Das Wichtigste in Kürze
- Viele Menschen in der Schweiz haben derzeit ungewohnt viel Zeit.
- Da im Lockdown auch viele Freizeitaktivitäten wegfallen, ist Langeweile programmiert.
- Eine Psychologin erklärt, was Antriebslosigkeit und Langeweile bedeuten können.
Dass das Coronavirus und seine Folgen auf die Psyche schlagen, ist längst bekannt. Einer Schweizer Studie aus vergangenem Dezember zufolge litt während der zweiten Welle jeder Fünfte an Depressionen.
Auch jetzt ist ein Ende der Krise in naher Zukunft nicht in Sicht: Während ab März einige Lockerungen folgen, bleiben Restaurantbesuche, Trainings im Fitnesscenter und viele Freizeitaktivitäten bis April wohl unmöglich.

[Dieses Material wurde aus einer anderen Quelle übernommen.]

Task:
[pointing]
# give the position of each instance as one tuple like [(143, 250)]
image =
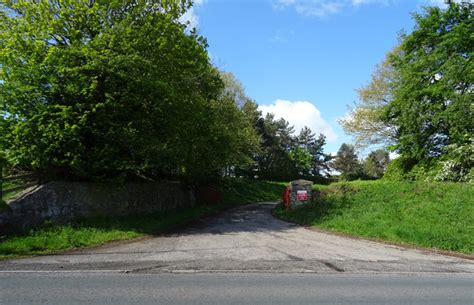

Kurz: Die Menschen haben wegen des Coronavirus im Homeoffice, beim Distance Learning und in der Kurzarbeit viel Zeit und wenige Beschäftigungsmöglichkeiten. Da dürfte sich der eine oder andere in den eigenen vier Wänden allmählich langweilen. Und Langeweile nervt – doch kann sie auch krank machen?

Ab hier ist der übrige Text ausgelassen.